WEDNESDAY, March 8, 2017 (HealthDay News) -- Breast cancer survivors who consume more soy may have a lower risk of all-cause mortality over a 10-year period, according to a study published online March 6 in Cancer.

All of the 6,235 participants in the new study were enrolled in the Breast Cancer Family Registry, which began in 1995. At the study's start, the women averaged 52 years of age. During the study, 1,224 of the participants died. The research team tracked data on all the women's diets, some obtained even before they had received their diagnosis of breast cancer.
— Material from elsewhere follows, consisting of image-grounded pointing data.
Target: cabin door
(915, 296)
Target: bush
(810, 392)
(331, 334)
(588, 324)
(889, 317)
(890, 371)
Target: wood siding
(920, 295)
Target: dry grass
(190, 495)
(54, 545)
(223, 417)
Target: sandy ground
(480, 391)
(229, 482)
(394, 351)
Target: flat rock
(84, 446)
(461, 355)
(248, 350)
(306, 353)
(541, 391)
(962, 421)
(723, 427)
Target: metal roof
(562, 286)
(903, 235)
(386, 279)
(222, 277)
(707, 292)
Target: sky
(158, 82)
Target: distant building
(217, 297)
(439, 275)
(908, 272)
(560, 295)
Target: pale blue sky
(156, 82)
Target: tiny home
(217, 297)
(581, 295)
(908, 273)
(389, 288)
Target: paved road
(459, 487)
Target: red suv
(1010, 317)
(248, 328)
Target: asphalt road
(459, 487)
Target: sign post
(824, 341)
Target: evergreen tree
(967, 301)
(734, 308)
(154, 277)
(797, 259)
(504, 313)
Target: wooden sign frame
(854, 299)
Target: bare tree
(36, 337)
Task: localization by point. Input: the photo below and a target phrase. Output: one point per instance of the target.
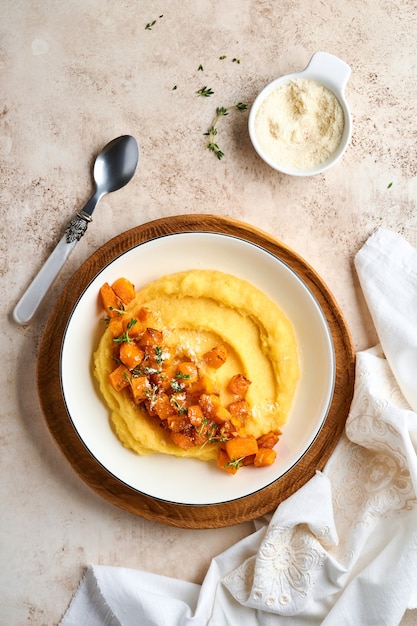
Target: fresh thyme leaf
(222, 111)
(131, 323)
(159, 356)
(215, 148)
(123, 338)
(205, 92)
(182, 376)
(176, 386)
(212, 132)
(119, 311)
(149, 25)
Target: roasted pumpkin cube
(224, 462)
(132, 326)
(131, 354)
(151, 337)
(111, 303)
(269, 440)
(120, 377)
(239, 410)
(187, 373)
(264, 457)
(195, 415)
(124, 290)
(160, 405)
(239, 447)
(141, 388)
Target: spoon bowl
(116, 164)
(113, 169)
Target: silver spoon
(113, 169)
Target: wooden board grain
(129, 499)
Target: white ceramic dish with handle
(329, 71)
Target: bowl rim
(330, 81)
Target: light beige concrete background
(74, 75)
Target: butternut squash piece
(264, 457)
(124, 290)
(239, 411)
(239, 447)
(132, 326)
(217, 356)
(141, 388)
(187, 373)
(111, 303)
(161, 406)
(130, 354)
(120, 377)
(269, 440)
(223, 461)
(151, 337)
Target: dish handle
(326, 67)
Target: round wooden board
(118, 493)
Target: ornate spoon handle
(37, 290)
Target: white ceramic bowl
(332, 73)
(189, 481)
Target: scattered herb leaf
(205, 92)
(150, 25)
(212, 132)
(236, 463)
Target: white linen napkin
(342, 549)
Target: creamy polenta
(193, 313)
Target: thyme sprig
(205, 92)
(211, 134)
(235, 463)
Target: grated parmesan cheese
(300, 124)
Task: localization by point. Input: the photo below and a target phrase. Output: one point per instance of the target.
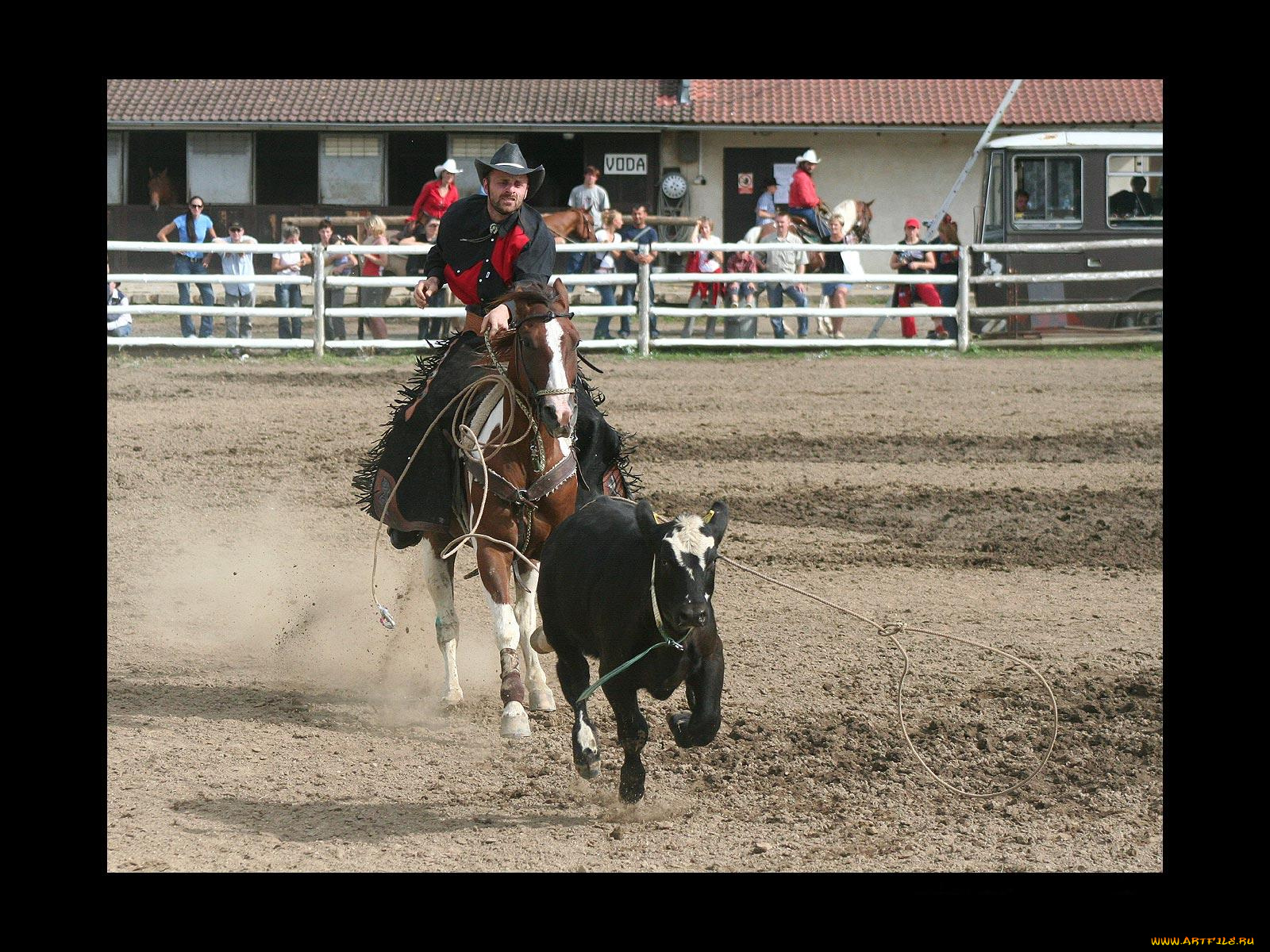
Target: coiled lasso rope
(892, 631)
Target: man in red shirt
(803, 198)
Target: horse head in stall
(571, 222)
(160, 190)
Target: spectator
(372, 267)
(742, 263)
(704, 262)
(946, 263)
(592, 197)
(606, 263)
(192, 228)
(337, 263)
(765, 211)
(238, 295)
(785, 260)
(117, 325)
(911, 262)
(641, 234)
(838, 263)
(289, 264)
(804, 201)
(438, 194)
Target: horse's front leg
(440, 577)
(526, 616)
(495, 573)
(633, 735)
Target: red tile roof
(714, 102)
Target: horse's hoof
(540, 644)
(516, 723)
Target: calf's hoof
(541, 700)
(516, 723)
(540, 644)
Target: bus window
(1136, 190)
(994, 219)
(1048, 192)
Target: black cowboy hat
(508, 159)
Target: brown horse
(571, 221)
(162, 190)
(521, 482)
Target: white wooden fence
(645, 282)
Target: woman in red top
(438, 194)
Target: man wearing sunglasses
(194, 228)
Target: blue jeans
(289, 296)
(188, 266)
(776, 298)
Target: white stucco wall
(907, 175)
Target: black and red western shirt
(482, 259)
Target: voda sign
(625, 164)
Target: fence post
(645, 296)
(319, 300)
(963, 298)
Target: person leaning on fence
(239, 263)
(704, 262)
(192, 228)
(117, 325)
(946, 263)
(912, 260)
(372, 267)
(337, 263)
(765, 209)
(742, 262)
(787, 259)
(594, 198)
(289, 264)
(606, 263)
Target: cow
(622, 587)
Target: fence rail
(645, 281)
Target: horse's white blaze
(689, 539)
(556, 378)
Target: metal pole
(963, 298)
(319, 300)
(933, 230)
(645, 296)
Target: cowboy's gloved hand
(425, 290)
(497, 321)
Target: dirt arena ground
(260, 719)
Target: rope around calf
(892, 631)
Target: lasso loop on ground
(892, 630)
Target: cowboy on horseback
(487, 245)
(804, 202)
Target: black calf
(600, 570)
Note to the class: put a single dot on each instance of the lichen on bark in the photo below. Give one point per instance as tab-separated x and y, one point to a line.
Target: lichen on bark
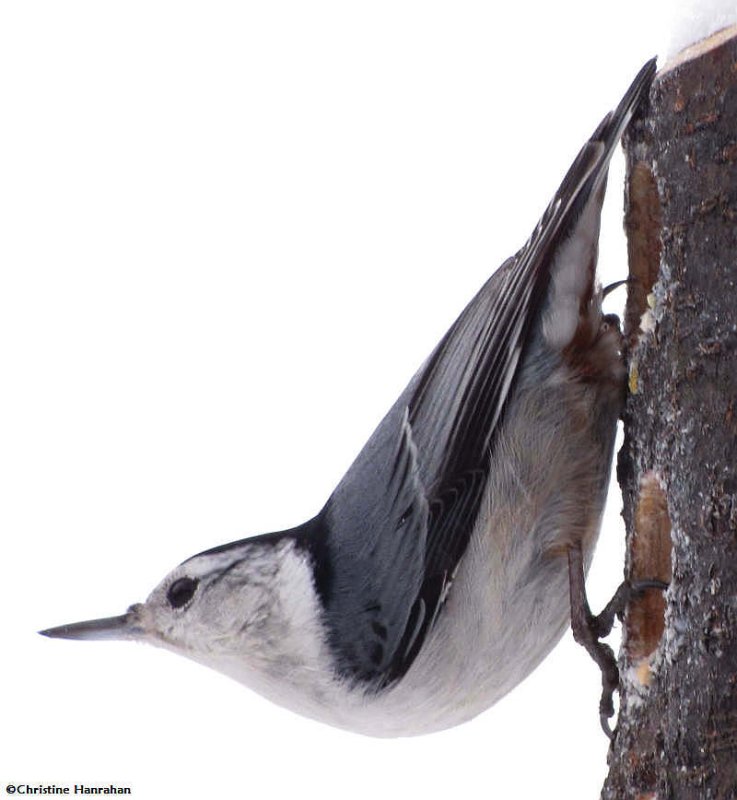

The researchers found an association between higher soy intake and better survival after breast cancer diagnosis. The benefit was strongest for women who did not have hormone-receptor positive cancers: These women had a 51 percent reduced risk of dying from any cause during the follow-up. Women who had never taken hormone therapy for menopause also appeared to gain a substantial benefit from high soy intake: a 32 percent reduced risk of death during the follow-up period.

"I think now we can say women with breast cancer should not worry about going out to eat edamame, miso soup, tofu, and other soy products, and [to] drink soy milk," Omer Kucuk, M.D., a professor of medical oncology and director of the Integrative Medicine Center at Emory University's Winship Cancer Institute in Atlanta, and author of an editorial accompanying the study, told HealthDay.